Plus un groupe est important, plus il devient compliqué d'y estomper les désaccords. C'est l'un des problèmes auxquels est confronté Emmanuel Macron de manière récurrente. Le projet de loi de finances 2021, dont l'examen démarre en séance publique à l'Assemblée nationale ce lundi, est une nouvelle occasion pour sa majorité d'être tiraillée entre deux penchants idéologiques. L'un est d'ordre climatique, l'autre budgétaire.

Il faudra pourtant bien faire du "en même temps". La semaine dernière, le PLF a été décortiqué en commission au Palais-Bourbon, en particulier celle des finances. C'est à cette occasion que le rapporteur général du budget, le député La République en marche Laurent Saint-Martin, a prononcé quelques phrases acerbes visant certaines propositions émanant de la Convention citoyenne sur le climat.

Mesures "pas acceptables"

À son côté l'austère Eric Woerth, président Les Républicains de la puissante instance, se contentait parfois d'acquiescer. Un moment symbolique fut celui où, le 7 octobre, le député LaREM Jean-Marc Zulesi défendait une révision du barème de l'indemnité kilométrique, cet avantage fiscal censé permettre de déduire de l'impôt ses frais de carburant pour se rendre au travail. L'idée serait de l'indexer sur la distance parcourue et sur les émissions de CO2.

Réponse sèche de Laurent Saint-Martin: "Je dois vous avouer que j'ai un vrai problème avec ces amendements et (...) cette proposition. Je sais qu'elle est issue de la Convention citoyenne pour le climat. (...) Je crois qu'elle a des conséquence sur le pouvoir d'achat d'un certain nombre de nos concitoyens qui n'est pas acceptable."

Cette mesure sur l'indemnité kilométrique est l'une des quelques pouvant être discutées à l'occasion du Budget. L'essentiel des 149 propositions de la Convention climat iront dans un texte dédié, porté en décembre par la ministre de la Transition écologique Barbara Pompili.

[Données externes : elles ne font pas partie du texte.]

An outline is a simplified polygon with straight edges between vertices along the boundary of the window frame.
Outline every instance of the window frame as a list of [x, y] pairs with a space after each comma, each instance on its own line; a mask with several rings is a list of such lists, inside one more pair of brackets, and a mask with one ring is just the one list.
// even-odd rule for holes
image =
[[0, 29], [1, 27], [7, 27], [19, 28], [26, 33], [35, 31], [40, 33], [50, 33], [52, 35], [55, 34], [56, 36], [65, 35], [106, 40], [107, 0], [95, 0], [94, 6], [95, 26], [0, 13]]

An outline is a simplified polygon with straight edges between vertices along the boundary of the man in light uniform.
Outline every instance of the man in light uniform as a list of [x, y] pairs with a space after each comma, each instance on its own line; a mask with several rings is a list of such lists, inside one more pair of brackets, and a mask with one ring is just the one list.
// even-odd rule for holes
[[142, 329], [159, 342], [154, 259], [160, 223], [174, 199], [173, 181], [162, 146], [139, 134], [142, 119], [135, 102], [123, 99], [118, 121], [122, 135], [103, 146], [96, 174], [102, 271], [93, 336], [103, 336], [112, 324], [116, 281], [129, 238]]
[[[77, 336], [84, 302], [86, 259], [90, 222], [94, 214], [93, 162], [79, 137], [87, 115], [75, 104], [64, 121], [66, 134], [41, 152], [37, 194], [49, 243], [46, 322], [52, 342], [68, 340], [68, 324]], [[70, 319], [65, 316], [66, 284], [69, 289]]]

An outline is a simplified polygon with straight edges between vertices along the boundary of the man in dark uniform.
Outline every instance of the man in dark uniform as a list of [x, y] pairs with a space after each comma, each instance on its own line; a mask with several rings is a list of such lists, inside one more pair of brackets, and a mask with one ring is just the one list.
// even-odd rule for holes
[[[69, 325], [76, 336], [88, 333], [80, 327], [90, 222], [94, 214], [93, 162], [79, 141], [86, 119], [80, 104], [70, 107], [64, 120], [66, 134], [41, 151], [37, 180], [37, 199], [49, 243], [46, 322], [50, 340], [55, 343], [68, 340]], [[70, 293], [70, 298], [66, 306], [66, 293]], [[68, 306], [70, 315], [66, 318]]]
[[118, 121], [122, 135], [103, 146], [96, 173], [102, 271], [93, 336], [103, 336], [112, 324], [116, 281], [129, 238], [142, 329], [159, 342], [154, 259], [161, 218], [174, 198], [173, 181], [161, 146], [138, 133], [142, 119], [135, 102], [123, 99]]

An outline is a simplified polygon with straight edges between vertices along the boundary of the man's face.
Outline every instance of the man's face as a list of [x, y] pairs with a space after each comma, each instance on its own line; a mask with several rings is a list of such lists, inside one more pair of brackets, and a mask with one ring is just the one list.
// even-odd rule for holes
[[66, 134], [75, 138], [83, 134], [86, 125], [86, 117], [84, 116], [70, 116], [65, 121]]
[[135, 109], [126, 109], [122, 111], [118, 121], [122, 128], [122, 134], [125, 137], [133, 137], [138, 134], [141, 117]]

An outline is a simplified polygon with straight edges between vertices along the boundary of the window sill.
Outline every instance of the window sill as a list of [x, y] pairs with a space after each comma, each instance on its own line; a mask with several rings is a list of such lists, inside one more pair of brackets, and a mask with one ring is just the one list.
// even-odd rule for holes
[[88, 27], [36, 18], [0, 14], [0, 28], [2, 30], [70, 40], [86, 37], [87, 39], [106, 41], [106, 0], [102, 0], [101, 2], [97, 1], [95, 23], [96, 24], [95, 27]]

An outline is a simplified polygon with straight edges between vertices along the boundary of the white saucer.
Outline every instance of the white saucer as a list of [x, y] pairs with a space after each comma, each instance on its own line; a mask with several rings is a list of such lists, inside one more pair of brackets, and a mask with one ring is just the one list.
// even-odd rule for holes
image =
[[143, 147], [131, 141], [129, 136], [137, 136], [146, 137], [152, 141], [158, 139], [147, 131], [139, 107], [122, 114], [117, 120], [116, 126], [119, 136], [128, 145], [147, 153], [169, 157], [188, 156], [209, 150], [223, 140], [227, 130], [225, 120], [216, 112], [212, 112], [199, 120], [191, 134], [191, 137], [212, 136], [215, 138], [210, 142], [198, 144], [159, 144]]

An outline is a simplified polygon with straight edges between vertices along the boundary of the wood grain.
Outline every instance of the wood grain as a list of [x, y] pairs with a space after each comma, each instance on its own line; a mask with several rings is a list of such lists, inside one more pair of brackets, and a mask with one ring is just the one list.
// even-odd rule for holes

Laquelle assure qu'une trentaine de ces mesures ont d'ores et déjà été reprises par le gouvernement, entièrement ou en partie, notamment à travers le plan de relance.

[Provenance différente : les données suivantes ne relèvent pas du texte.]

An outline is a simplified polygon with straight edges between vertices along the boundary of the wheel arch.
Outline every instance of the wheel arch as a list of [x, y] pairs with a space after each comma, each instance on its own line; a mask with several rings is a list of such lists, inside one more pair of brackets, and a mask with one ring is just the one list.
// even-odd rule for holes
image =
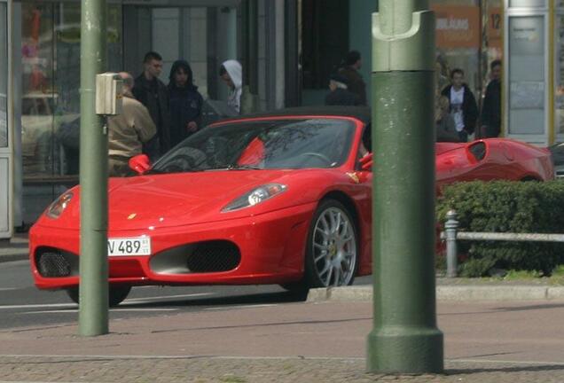
[[323, 198], [319, 200], [319, 203], [326, 199], [335, 199], [343, 204], [343, 206], [347, 208], [347, 211], [352, 216], [353, 222], [355, 223], [355, 229], [356, 230], [356, 235], [358, 237], [358, 243], [362, 243], [362, 232], [360, 231], [360, 217], [358, 215], [358, 211], [356, 210], [356, 206], [355, 205], [355, 202], [353, 202], [353, 199], [345, 192], [340, 191], [329, 192], [323, 196]]

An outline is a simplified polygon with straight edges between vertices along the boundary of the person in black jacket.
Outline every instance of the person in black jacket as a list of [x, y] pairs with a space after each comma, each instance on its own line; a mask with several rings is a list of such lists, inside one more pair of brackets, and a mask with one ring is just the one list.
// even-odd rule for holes
[[450, 112], [454, 118], [456, 129], [461, 142], [467, 142], [468, 136], [474, 133], [478, 119], [478, 105], [474, 93], [464, 83], [464, 71], [452, 69], [450, 85], [441, 92], [450, 103]]
[[175, 146], [201, 128], [204, 100], [193, 83], [193, 74], [187, 61], [175, 61], [168, 79], [170, 145]]
[[490, 65], [491, 81], [482, 104], [482, 137], [497, 137], [501, 131], [501, 60]]
[[143, 66], [143, 73], [135, 79], [132, 93], [147, 108], [157, 127], [157, 134], [143, 145], [143, 152], [154, 161], [170, 149], [168, 90], [159, 80], [162, 71], [162, 57], [159, 53], [145, 54]]
[[340, 74], [333, 74], [329, 77], [329, 90], [325, 96], [326, 106], [358, 106], [360, 98], [358, 95], [347, 89], [348, 79]]

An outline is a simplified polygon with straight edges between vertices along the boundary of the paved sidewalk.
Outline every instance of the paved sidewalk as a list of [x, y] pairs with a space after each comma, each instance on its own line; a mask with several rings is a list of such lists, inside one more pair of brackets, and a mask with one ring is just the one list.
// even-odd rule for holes
[[114, 320], [77, 336], [75, 323], [0, 332], [0, 381], [561, 382], [564, 306], [442, 302], [446, 374], [367, 374], [366, 302], [235, 307]]

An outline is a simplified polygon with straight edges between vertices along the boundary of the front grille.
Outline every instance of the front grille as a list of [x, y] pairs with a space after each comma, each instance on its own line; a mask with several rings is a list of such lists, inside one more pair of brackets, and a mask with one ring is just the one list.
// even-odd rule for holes
[[45, 252], [37, 258], [39, 274], [45, 277], [68, 277], [71, 275], [71, 264], [60, 253]]
[[188, 256], [186, 266], [191, 272], [229, 271], [240, 261], [241, 254], [235, 244], [218, 240], [196, 245]]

"L'indemnité kilométrique et le barème malus sur le poids des véhicules, c'est du pur PLF. Mais le reste, comme les mesures sur la publicité, ça n'a pas de sens de les inclure dans les discussions sur le budget", complète Cendra Motin, vice-présidente de la commission des finances, auprès de BFMTV.com.

"Le contexte a changé"

Par "mesures sur la publicité", la députée de l'Isère fait référence aux propositions de la Convention visant à sanctionner les publicités pour les produits émetteurs de CO2. Elle le sait, "on ne va pas arrêter d'entendre qu'on foule aux pieds les engagements du président de la République". "Il faut en aucun cas amputer le budget des Français", insiste-t-elle malgré tout, invoquant l'exemple de ceux qui ont besoin d'un véhicule lourd pour se rendre au travail chaque jour et qui pourraient se voir imposer un malus.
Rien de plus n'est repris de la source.